BNBチェーンは14日、BSC(BNBスマートチェーン)における量子耐性暗号への移行を検証した「BSC耐量子暗号移行レポート」を公式ブログで公開した。トランザクション署名を現行の「ECDSA」から米国国立標準技術研究所(NIST)標準の「ML-DSA-44」へ、バリデータ投票の集約処理を「BLS12-381」から「pqSTARK」へそれぞれ置き換え、性能への影響を計測した。
pqSTARKとは、複数のバリデータ署名を1つの証明にまとめる量子耐性対応の集約技術だ。
テストで確認された最大の課題はデータ量の急増だ。署名1件のサイズが従来の65バイトから2,420バイトへ約37倍に膨張し、トランザクション全体のサイズも110バイトから約2.5キロバイトへ拡大した。
その結果、ブロックサイズは同等の処理量で約130キロバイトから約2メガバイトに膨らみ、異なる地域をまたぐ環境でのネイティブ送金テストではTPSが約40%、ガス処理効率(mgasps)が約50%低下した。一方、複数のバリデータ署名をまとめる合意層の集約処理は約43:1の圧縮率を維持しており、バリデータ側の負荷は許容範囲に収まっている。
BNBチェーンが量子耐性への備えを進める背景として、同レポートは「量子コンピュータは現時点で実運用の暗号を破れる段階にはない」と明示しつつ、長期的な脅威への先行対応だと位置づけている。

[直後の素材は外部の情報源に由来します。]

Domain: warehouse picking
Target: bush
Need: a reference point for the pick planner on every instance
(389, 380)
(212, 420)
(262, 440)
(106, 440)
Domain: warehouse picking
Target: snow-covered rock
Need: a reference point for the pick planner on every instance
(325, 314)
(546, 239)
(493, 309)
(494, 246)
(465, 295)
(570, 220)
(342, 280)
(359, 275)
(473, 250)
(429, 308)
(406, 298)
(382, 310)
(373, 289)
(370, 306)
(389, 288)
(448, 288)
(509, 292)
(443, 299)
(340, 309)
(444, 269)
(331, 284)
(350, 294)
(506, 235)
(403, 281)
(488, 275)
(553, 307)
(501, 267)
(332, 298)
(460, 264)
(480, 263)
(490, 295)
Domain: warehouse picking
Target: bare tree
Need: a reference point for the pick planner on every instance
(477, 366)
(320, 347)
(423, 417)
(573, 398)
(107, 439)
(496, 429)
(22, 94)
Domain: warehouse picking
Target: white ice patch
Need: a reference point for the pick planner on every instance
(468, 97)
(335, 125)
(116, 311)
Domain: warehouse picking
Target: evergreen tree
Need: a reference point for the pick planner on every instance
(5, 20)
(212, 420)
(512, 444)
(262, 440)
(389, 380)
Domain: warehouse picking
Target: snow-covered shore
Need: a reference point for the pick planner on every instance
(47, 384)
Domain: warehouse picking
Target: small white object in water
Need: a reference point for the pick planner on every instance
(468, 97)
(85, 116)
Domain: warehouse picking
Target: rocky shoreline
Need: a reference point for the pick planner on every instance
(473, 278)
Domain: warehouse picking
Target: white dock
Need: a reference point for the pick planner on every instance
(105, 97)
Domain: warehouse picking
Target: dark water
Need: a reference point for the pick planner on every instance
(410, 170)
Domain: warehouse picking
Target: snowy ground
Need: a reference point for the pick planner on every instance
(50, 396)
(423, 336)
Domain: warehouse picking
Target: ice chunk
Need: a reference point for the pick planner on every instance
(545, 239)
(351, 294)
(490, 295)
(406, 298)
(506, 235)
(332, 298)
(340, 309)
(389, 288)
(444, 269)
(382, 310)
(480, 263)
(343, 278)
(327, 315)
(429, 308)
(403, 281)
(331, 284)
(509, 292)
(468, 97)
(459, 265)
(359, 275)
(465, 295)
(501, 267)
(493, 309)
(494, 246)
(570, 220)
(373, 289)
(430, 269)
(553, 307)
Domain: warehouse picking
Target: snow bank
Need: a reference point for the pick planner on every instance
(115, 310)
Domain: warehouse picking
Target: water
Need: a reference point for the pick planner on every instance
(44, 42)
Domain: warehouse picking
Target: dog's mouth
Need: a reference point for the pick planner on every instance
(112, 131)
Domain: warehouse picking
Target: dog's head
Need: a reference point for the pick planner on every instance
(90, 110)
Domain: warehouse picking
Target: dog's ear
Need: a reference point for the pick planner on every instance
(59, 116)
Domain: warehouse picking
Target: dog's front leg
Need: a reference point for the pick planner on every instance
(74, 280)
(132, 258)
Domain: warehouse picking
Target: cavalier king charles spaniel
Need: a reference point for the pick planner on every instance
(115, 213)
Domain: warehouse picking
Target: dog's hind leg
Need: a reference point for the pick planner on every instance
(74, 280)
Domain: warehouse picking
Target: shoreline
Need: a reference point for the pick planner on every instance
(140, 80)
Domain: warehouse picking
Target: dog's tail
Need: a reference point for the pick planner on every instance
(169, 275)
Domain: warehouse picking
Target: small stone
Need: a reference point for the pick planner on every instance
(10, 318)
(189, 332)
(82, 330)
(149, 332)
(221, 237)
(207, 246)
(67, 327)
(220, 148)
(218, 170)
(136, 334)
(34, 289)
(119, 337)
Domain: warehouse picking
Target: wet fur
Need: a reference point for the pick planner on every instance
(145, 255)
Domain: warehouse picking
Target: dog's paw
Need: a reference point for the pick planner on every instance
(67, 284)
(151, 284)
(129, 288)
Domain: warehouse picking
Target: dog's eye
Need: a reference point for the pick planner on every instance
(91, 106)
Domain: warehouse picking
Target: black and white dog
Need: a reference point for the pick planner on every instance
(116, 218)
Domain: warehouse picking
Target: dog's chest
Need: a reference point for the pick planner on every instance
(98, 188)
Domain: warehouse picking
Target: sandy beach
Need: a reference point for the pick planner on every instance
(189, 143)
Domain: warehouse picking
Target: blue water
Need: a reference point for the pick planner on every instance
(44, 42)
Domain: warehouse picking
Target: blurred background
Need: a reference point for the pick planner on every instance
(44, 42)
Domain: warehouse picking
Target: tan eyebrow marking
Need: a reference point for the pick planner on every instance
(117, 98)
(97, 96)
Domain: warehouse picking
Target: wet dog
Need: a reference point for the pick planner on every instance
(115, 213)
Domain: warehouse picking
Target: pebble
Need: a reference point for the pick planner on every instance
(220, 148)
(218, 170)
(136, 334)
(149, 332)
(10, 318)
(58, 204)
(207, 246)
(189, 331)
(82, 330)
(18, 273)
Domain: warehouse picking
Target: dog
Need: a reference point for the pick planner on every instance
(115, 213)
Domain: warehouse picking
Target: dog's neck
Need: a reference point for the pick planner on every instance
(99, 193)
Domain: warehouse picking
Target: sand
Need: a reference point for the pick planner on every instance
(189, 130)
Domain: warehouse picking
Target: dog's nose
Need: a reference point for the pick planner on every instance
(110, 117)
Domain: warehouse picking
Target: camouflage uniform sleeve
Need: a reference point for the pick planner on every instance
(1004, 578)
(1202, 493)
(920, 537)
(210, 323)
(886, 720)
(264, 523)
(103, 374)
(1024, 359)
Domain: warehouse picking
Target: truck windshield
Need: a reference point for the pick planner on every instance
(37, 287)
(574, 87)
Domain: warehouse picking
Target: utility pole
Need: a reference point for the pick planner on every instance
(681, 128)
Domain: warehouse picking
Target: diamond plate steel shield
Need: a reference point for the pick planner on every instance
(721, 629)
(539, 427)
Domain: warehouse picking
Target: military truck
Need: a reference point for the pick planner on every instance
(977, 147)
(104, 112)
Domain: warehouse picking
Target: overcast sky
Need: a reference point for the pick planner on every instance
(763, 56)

理論上、十分な性能を持つ量子コンピュータが実現すれば、現行のECDSAを含む楕円曲線暗号はショアのアルゴリズムによって解読されうる。NISTが2024年8月にML-DSA(Dilithium)を耐量子デジタル署名の標準規格(FIPS 204)として正式に策定したことで、本番対応の防衛手段が初めて整った形となった。
BNBチェーンは同レポートの結論として、ML-DSA-44とpqSTARKによる耐量子署名スキームをBSCのトランザクション層とコンセンサス層に統合できることを実証したと評価した。
一方で、ネットワーク層とデータ層のスケーリングが本番導入前の主要課題として残ると明示しており、本番移行の時期や具体的なロードマップは現時点で公表していない。